Implementing anti-jailbreaking guardrails is essential for safeguarding against malicious attacks or unauthorized access attempts. By deploying security measures such as redaction, access controls, domain relevancy checks, and anomaly detection, businesses can prevent unauthorized users from tampering with or compromising public LLMs. Additionally, regular security audits and monitoring can help identify and mitigate potential vulnerabilities or security risks, ensuring the integrity and reliability of LLM-powered systems.

Hosting

In terms of hosting safeguards, established public LLM providers like Google Cloud AI, Microsoft Azure AI, and Amazon Web Services (AWS) offer robust hosting safeguards, including encryption, access controls, and compliance certifications to ensure data security and regulatory compliance.
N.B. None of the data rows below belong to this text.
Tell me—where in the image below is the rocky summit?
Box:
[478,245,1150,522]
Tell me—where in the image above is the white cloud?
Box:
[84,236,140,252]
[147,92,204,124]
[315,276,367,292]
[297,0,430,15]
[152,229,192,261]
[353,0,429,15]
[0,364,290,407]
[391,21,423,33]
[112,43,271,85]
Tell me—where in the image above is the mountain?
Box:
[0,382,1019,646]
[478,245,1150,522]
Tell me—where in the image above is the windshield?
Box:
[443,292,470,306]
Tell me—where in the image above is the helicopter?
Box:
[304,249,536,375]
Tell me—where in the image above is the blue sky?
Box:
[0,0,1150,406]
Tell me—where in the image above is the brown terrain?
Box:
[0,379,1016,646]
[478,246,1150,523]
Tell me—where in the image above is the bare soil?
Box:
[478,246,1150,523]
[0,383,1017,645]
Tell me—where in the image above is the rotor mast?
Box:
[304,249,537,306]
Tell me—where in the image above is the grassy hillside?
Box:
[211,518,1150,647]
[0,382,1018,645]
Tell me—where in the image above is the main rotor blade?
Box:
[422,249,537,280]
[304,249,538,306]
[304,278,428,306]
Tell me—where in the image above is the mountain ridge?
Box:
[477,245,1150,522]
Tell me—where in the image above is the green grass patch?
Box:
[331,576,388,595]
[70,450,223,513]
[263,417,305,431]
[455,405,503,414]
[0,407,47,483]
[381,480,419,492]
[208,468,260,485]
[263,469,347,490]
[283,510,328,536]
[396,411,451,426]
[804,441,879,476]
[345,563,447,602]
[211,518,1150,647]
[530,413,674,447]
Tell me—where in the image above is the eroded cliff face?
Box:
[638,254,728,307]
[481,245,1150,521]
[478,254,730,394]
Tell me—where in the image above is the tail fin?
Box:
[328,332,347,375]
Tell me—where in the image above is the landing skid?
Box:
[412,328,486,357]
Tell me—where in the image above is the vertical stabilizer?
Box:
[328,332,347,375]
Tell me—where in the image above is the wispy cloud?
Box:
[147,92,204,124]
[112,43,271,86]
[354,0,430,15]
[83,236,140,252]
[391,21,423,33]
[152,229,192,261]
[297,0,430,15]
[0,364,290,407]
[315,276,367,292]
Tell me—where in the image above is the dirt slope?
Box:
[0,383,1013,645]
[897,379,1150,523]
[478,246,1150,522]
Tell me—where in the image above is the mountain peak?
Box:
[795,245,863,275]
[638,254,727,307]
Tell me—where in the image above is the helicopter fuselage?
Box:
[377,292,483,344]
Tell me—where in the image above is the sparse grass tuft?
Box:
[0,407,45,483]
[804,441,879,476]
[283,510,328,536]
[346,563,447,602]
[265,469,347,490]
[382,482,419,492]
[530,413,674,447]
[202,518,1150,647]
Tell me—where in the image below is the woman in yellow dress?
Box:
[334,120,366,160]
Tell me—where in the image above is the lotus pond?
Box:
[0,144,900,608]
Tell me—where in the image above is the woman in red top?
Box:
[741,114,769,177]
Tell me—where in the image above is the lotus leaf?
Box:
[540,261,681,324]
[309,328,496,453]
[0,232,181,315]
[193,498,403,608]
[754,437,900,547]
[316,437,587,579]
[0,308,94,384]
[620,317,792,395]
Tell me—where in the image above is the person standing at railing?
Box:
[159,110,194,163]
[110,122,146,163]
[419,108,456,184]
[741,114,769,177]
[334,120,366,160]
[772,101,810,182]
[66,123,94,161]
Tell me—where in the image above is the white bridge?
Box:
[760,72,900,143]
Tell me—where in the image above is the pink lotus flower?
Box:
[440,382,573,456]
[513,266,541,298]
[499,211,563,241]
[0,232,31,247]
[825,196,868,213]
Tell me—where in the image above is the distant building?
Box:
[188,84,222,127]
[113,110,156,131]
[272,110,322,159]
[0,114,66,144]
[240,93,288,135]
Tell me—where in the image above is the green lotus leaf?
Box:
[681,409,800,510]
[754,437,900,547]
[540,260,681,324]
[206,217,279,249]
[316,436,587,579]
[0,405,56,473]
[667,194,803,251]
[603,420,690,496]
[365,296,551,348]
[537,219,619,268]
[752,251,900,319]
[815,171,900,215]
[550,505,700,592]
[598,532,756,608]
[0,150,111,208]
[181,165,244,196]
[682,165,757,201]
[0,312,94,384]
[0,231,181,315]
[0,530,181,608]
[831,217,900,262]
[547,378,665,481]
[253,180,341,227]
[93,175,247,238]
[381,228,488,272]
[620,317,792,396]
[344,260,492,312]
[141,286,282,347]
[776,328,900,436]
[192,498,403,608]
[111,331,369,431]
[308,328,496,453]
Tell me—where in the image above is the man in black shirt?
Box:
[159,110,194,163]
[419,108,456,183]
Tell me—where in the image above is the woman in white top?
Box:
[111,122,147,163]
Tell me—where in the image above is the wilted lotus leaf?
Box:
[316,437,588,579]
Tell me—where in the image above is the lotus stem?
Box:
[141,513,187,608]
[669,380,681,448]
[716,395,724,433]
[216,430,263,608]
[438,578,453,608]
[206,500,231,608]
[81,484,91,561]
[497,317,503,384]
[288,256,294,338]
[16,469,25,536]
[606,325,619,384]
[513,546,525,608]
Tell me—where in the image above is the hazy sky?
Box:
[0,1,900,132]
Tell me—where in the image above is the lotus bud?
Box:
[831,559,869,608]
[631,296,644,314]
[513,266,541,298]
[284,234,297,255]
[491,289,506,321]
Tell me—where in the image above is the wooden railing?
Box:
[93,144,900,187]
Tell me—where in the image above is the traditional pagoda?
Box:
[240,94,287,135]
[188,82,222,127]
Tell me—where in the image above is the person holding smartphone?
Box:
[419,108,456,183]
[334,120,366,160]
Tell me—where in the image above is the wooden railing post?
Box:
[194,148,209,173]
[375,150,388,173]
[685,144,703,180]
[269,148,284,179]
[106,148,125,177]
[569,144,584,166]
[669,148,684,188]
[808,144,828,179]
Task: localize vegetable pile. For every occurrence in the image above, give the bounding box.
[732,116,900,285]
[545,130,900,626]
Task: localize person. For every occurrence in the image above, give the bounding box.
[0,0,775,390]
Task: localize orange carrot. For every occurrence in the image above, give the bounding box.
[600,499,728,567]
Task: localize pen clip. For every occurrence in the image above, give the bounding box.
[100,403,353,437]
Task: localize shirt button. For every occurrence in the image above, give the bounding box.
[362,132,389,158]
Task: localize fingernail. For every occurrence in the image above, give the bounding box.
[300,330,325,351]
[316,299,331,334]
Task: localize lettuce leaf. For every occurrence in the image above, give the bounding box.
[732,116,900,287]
These providers have extensive experience in hosting large-scale AI models and offer comprehensive security measures to safeguard sensitive information. In contrast, startup LLM companies may have fewer resources and less mature hosting infrastructure, potentially posing higher risks in terms of data security and reliability. However, even newer entrants are expected to improve their hosting safeguards over time. 

Conclusion

The integration of Generative AI, particularly Large Language Models (LLMs), presents both opportunities and challenges for businesses navigating the AI landscape. To mitigate these risks, businesses can implement several safeguards when utilizing public LLMs and keep in mind that the rapid pace of innovation in the area of Large Language Models will address many of these challenges in the near future.